More informations
Our Mission
With GRADE we provide a pipeline to easily simulate robots in photorealistic dynamic environments. This will simplify the robotics research by a great extent by allowing easy data generation and precise custom simulations. The project is based on Isaac Sim, Omniverse and the open source USD format.
On our first work, we put the focus into four main components: i) indoor environments, ii) dynamic assets, iii) robot/camera setup and control, iv) simulation control, data processing and extra tools. Using our framework we generate an indoor dynamic environment dataset, and showcase various scenarios such as heterogeneous multi-robot setup and outdoor video capturing. The data generated is solely based on publicly available datasets and tools such as: 3D-Front, Google Scanned Objects, ShapeNet, Cloth3D, AMASS, SMPL and BlenderProc. This has been used to extensive test various SLAM libraries and synthetic data usability in human detection/segmentation task with both Mask-RCNN and YOLOv5. You can already check the data used for training, and the sequences we used to test the SLAM frameworks here.
After that, we used the very same framework to generate a dataset of zebras captured outdoor from aerial views, and demonstrated that we can train a detector without using real world images achieving 94% mAP. We already released the images and most of the data for you to experiment with.
Thanks to the ROS support and the python interface, each one of our modules can be easily removed from the pipeline, or exchanged with your custom implementations. Our framework is easily expandable and customizable for any use case, and we will welcome any contribution that you may have.
Note that the use of ROS is neither necessary nor mandatory. You can use the system without any working knowledge of ROS or of its components.
Environments
While perception and processing capabilities of our robot increases, there's the need to increase also the quality of our simulated environments. This will enable research based on simulations that are more coherent with the real world that the robot will sense when deployed, closing the sim-to-real gap. Using Omniverse's connectors you can convert almost any environment to the USD format. This can then be imported directly in IsaacSim. Our conversion tool, based on BlenderProc, focuses on the 3D-Front dataset, the biggest available semantically-annotated indoor dataset with actual 3D meshes. However, as we show in our work we can easily import environments from other applications such as UnrealEngine, or download environments from popular marketplaces such as SketchFab. For example, we use the same system to convert BlenderProc environments (download them with this), and FBX files. Our script will automatically extract other useful information such as the STL of the environment, convert it to x3d (which can be then converted to octomap), and get an approximated enclosing polygon. Find more information on how you can easily convert an environment here.
Dynamic assets
Most of the robotics research is being carried out in static environments. This mainly because animated assets are difficult to simulate, place and manage. We focused mostly on animated clothed humans by converting and placing inside our environments Cloth3D and AMASS (CMU) animated assets. To do so, we implemented a simple to use tool that allows a streamlined conversion between SMPL mesh and clothes animation to the USD format. The tool is expandable to different body models (e.g. SMPL-X) or different data sources. The animations are then placed in the simulation with an easy to understand technique which can be easily exchanged with your own script. Our strategy use the STL trace of the animation and of the environment to check for collisions using a custom service based on MoveIt's FCL interface.

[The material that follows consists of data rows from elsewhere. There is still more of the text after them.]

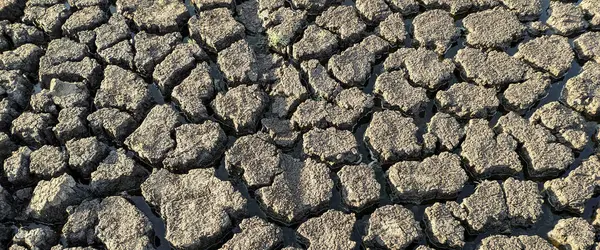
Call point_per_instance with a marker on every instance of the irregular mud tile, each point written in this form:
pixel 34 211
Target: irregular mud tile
pixel 392 137
pixel 239 63
pixel 283 25
pixel 569 126
pixel 256 233
pixel 33 129
pixel 572 233
pixel 373 11
pixel 491 69
pixel 579 92
pixel 572 193
pixel 527 10
pixel 435 29
pixel 566 18
pixel 545 156
pixel 405 7
pixel 241 107
pixel 122 225
pixel 446 130
pixel 124 90
pixel 301 189
pixel 359 186
pixel 152 49
pixel 443 228
pixel 161 17
pixel 488 154
pixel 495 28
pixel 69 94
pixel 331 230
pixel 344 21
pixel 486 208
pixel 392 29
pixel 524 202
pixel 71 124
pixel 25 58
pixel 152 139
pixel 111 124
pixel 281 131
pixel 198 145
pixel 466 100
pixel 519 97
pixel 437 177
pixel 16 167
pixel 202 29
pixel 396 91
pixel 193 92
pixel 51 199
pixel 36 236
pixel 587 46
pixel 591 9
pixel 198 208
pixel 48 162
pixel 176 66
pixel 84 19
pixel 287 92
pixel 392 227
pixel 255 159
pixel 316 43
pixel 552 54
pixel 118 172
pixel 425 68
pixel 331 146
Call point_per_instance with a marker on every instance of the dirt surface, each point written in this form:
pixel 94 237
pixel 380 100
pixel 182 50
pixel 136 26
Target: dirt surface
pixel 299 124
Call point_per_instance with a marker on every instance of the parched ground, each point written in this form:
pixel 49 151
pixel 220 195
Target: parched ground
pixel 299 124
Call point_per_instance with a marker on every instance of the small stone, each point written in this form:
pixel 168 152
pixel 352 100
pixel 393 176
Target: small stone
pixel 85 154
pixel 238 63
pixel 118 172
pixel 255 233
pixel 552 54
pixel 491 69
pixel 84 19
pixel 523 200
pixel 588 46
pixel 331 230
pixel 316 43
pixel 199 215
pixel 566 18
pixel 48 162
pixel 437 177
pixel 520 97
pixel 241 107
pixel 425 68
pixel 344 21
pixel 392 227
pixel 301 189
pixel 33 129
pixel 111 124
pixel 198 145
pixel 392 137
pixel 488 154
pixel 572 233
pixel 435 29
pixel 51 199
pixel 493 28
pixel 467 100
pixel 359 186
pixel 443 228
pixel 331 146
pixel 152 139
pixel 486 208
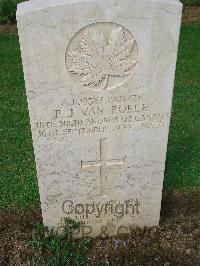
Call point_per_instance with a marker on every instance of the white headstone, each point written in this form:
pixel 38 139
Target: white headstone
pixel 99 79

However, dynamic assets are not only humans but there can be also objects or animals. Luckly, you can easily simulate those too. For example, here we show how you can add flying properties to objects. The zebras we showcase in the video (get them here) were converted using blender to the USD format. The translation and rotation offset was added manually animated using this procedure and then manually placed and scaled in the savanna environment. The zebras used for the generation instead are randomly scaled and placed (statically) at simulation time. Check how here and here.
Robot/camera setup and control
Any robot can be imported in the simulation. You can control the robot in various ways with or without ROS and with or without physics. Non-physics enabled possibilities include control through teleporting and as a flying object. Physics-enabled ones include software in the loop, joint-based waypoints, pre-developed controllers (e.g. standard vehicles) and directly through joint commands. Find out more here.

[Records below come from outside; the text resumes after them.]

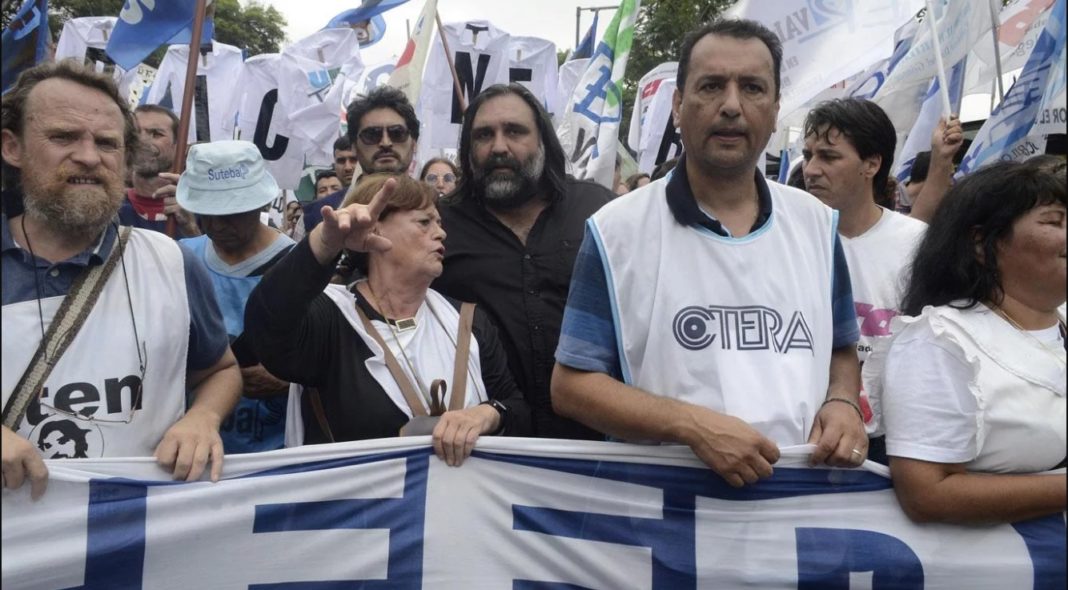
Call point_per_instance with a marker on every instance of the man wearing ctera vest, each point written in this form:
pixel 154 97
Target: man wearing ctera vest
pixel 119 385
pixel 712 308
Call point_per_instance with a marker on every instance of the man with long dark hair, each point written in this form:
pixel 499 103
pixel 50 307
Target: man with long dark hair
pixel 515 224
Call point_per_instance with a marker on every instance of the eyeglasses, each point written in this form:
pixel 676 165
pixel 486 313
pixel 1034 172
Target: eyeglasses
pixel 448 176
pixel 373 136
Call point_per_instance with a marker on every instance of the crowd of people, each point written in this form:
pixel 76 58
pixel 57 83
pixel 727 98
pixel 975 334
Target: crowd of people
pixel 499 295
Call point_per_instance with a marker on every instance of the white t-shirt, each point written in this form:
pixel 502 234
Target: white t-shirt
pixel 256 115
pixel 879 262
pixel 221 67
pixel 481 56
pixel 967 387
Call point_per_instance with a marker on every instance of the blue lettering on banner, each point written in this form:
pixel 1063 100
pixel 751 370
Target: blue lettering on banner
pixel 826 558
pixel 118 515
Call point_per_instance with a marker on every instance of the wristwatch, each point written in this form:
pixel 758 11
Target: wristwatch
pixel 502 409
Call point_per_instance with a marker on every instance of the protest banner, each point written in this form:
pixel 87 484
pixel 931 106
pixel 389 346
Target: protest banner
pixel 519 513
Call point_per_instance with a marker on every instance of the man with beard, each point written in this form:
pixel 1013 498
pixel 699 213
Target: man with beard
pixel 712 308
pixel 382 130
pixel 151 196
pixel 515 223
pixel 155 329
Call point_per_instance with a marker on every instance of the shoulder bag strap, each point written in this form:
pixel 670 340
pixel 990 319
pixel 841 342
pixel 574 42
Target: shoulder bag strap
pixel 320 416
pixel 65 326
pixel 391 362
pixel 462 354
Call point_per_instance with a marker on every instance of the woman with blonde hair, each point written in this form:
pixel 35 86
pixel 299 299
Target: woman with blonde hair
pixel 386 352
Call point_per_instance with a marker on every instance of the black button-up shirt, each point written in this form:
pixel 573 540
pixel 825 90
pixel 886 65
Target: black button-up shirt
pixel 523 288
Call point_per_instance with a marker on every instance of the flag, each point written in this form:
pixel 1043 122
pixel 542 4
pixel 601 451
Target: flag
pixel 408 75
pixel 143 26
pixel 1051 113
pixel 585 47
pixel 920 137
pixel 1007 133
pixel 826 42
pixel 959 26
pixel 25 41
pixel 591 121
pixel 366 20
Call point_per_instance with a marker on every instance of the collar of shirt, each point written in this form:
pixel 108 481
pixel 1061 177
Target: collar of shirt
pixel 93 254
pixel 684 204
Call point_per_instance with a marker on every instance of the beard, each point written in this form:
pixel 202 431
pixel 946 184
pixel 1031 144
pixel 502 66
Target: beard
pixel 507 191
pixel 79 211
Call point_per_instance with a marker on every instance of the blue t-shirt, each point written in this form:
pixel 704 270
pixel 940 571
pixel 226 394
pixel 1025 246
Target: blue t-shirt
pixel 207 335
pixel 587 338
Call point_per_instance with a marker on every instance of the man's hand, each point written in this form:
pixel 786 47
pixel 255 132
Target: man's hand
pixel 351 228
pixel 732 448
pixel 947 138
pixel 186 220
pixel 189 445
pixel 837 432
pixel 261 384
pixel 456 433
pixel 21 462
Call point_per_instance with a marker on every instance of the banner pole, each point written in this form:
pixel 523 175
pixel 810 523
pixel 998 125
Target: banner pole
pixel 187 102
pixel 994 30
pixel 943 86
pixel 449 58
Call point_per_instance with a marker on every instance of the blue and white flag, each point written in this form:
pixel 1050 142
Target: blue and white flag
pixel 366 20
pixel 920 137
pixel 145 25
pixel 590 126
pixel 25 41
pixel 585 48
pixel 519 513
pixel 1007 135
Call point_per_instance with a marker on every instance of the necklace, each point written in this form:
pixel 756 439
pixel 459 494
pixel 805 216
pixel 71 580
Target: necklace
pixel 1004 314
pixel 410 324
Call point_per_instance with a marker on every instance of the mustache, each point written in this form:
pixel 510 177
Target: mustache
pixel 502 161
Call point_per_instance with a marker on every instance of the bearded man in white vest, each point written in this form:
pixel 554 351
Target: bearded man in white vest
pixel 712 308
pixel 153 331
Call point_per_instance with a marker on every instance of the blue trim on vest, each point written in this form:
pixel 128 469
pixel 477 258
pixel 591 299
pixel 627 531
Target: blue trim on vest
pixel 624 369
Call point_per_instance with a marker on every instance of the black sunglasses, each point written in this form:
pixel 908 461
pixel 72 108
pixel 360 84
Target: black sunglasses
pixel 373 136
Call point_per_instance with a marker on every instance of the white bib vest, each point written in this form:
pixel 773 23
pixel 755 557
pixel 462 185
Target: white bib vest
pixel 98 375
pixel 742 326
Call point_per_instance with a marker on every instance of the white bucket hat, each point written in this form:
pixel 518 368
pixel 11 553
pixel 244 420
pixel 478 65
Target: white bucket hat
pixel 224 177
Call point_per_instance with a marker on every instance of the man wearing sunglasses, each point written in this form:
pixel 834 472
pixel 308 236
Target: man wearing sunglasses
pixel 382 130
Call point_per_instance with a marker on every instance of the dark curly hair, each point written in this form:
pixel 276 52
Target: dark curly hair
pixel 957 259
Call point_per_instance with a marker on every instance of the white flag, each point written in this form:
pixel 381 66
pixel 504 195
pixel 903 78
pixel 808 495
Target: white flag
pixel 408 75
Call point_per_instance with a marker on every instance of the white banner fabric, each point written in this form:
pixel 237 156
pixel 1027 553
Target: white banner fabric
pixel 520 513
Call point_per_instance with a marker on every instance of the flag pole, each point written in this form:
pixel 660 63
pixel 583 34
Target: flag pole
pixel 187 101
pixel 994 29
pixel 452 66
pixel 944 87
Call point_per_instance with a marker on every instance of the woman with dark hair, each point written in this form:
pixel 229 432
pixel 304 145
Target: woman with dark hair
pixel 440 173
pixel 972 388
pixel 387 352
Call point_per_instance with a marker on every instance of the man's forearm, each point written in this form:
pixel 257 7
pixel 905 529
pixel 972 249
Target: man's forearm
pixel 845 382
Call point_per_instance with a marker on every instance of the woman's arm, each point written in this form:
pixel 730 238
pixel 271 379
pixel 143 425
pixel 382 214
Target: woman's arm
pixel 947 493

Since Isaac Sim does not provide fluid-dynamic simulation and frictionless perpendicular movement, we developed a custom virtual 6DOF joint controller that works both with position and velocity setpoints. This allowed us to control both a drone and a 3-wheeled omnidirectional robot. The joint controller would work for any robot that you have, provided that you include in it your own joint definitions.
Robot's sensors can be created at run-time (main script, function), and dynamically changed, or pre-configured directly in the USD file.
Data publishing can be controlled manually, therefore each sensor can have a custom publishing and, if you want, failure rate (link).
Since the simulator is ROS-enabled any sensor can be published manually with added noise and any custom topic can be added or listened. However, the use of ROS is NOT mandatory NOR required.
Simulation control, data processing and extras
The simulation control include loading the environment, placing and control the robot, placing the animations, animate objects, integrate ROS, assets/materials/lights randomization, dynamically set simulation settings, and data saving. The pipeline is fully customizable, e.g. with new placement strategies, by using or not ROS, have software in the loop, add noise to data etc. Check out more information about this here and here. Based on the complexity of the environment and the on the number of lights performances can reach almost realtime processing (>15fps) with RTX rendering settings. Without using physics and ROS, it should be possible to reach realtime performance. Generated information includes RGB, depth, semantics, 2D-3D bounding-boxes, semantic instances, motion-vector (optical flow), and asset skeleton/vertices positions. We implemented a set of tools to post-process the data, extract it, add noise and fix some known issues of the simulation. Instructions to evaluate various SLAM framework with our or your own data can be found here. We also provide scripts and procedures to prepare the data and train both YOLO and Mask R-CNN (via `detectron2`). However, you can directly download the images, masks and boxes we used in the paper from our data repository. Data visualization, instance-to-semantic mapping tool, get SMPL and corrected 3D bounding boxes, and automatically convert and process the USD as a text file are already available. Finally, we developed a way to replay any experiment in such a way one can generate data with newly added/modified sensors and different environment settings, check the code here.